Microsoft has made it a goal to integrate artificial intelligence (AI) into all of its products in the past several months, from Copilot 365 for enterprises to the consumer-focused Microsoft Office. The tech giant rebranded Bing Chat as Copilot and unveiled a number of new AI-based products, including Copilot Studio and Windows AI Studio, at its most recent Ignite 2023 conference. Additionally, the business introduced Azure AI Speech, a text-to-speech avatar tool that facilitates the creation of talking avatar films. The public preview is introducing it. Learn every detail about this amazing feature.
Microsoft Azure AI Speech
You can turn text into a 2D video of a talking avatar that resembles a human with the Azure AI Speech text-to-speech avatar. According to Microsoft, text-to-speech vocal models give the avatar’s voice, while deep neural networks are used to train the models using human video recording samples. More digital interactions are made possible by users’ ability to create training videos, product introductions, customer testimonials, and more using text inputs.
How it works
The text analyzer, the TTS audio synthesizer, and the TTS avatar video synthesizer are the three processes in the Azure AI Speech avatar content generating pipeline. Initially, the user enters the text, which the text analyzer outputs as a phoneme sequence. Next, the voice is synthesized by the TTS audio synthesizer, which anticipates the acoustic characteristics of the incoming text. Text-to-speech voice models power both of these features.
Finally, the neural text-to-speech avatar model creates a synthetic movie by predicting the lip-synch image based on the acoustic parameters.
There are two levels to the Azure AI Speech service. The first is a neural voice that is prebuilt and has default voices that seem natural.

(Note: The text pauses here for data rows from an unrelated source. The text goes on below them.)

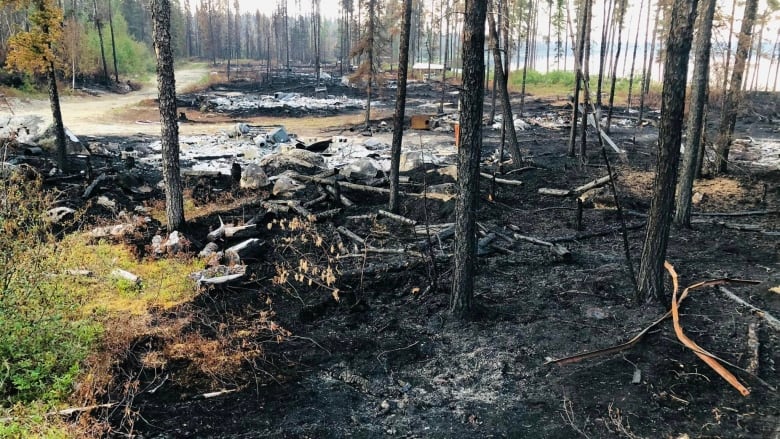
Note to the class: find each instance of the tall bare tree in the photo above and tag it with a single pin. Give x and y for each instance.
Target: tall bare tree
(506, 105)
(678, 46)
(400, 105)
(471, 97)
(734, 94)
(699, 92)
(166, 87)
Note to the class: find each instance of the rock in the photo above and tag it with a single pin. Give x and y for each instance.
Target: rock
(285, 186)
(253, 177)
(360, 169)
(412, 160)
(298, 160)
(239, 130)
(173, 244)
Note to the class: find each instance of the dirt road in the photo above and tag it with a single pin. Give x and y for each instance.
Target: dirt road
(109, 113)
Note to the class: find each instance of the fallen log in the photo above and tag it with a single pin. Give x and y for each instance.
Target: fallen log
(245, 249)
(576, 191)
(396, 217)
(595, 233)
(501, 180)
(224, 231)
(556, 249)
(126, 275)
(770, 320)
(738, 226)
(95, 183)
(302, 211)
(336, 194)
(326, 214)
(744, 213)
(381, 268)
(115, 231)
(351, 235)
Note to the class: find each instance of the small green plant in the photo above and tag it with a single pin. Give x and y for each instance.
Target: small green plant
(43, 339)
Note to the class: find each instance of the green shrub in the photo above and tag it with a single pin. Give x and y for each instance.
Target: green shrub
(43, 338)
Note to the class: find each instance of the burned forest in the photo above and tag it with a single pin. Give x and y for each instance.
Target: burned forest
(389, 218)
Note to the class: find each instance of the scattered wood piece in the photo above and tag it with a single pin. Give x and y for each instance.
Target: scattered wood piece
(698, 350)
(115, 231)
(423, 229)
(595, 233)
(557, 249)
(753, 346)
(483, 245)
(737, 226)
(501, 180)
(218, 275)
(76, 272)
(633, 341)
(743, 213)
(321, 199)
(246, 249)
(95, 183)
(578, 190)
(336, 194)
(58, 214)
(770, 320)
(382, 251)
(381, 268)
(326, 214)
(351, 235)
(123, 274)
(224, 231)
(215, 394)
(554, 192)
(302, 211)
(592, 185)
(399, 218)
(210, 249)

Users must sign up for the Speech service and create an Azure account in order to access it. After that, they can choose from prebuilt voices using the Speech Studio interface or the Speech SDK.
However, Microsoft also provides the ability to generate unique neural voices. We refer to this capability as Custom Neural Voice. It is a simple self-service tool with restricted access for responsible use that helps establish a natural brand voice. For now, Microsoft is just providing restricted access to this capability.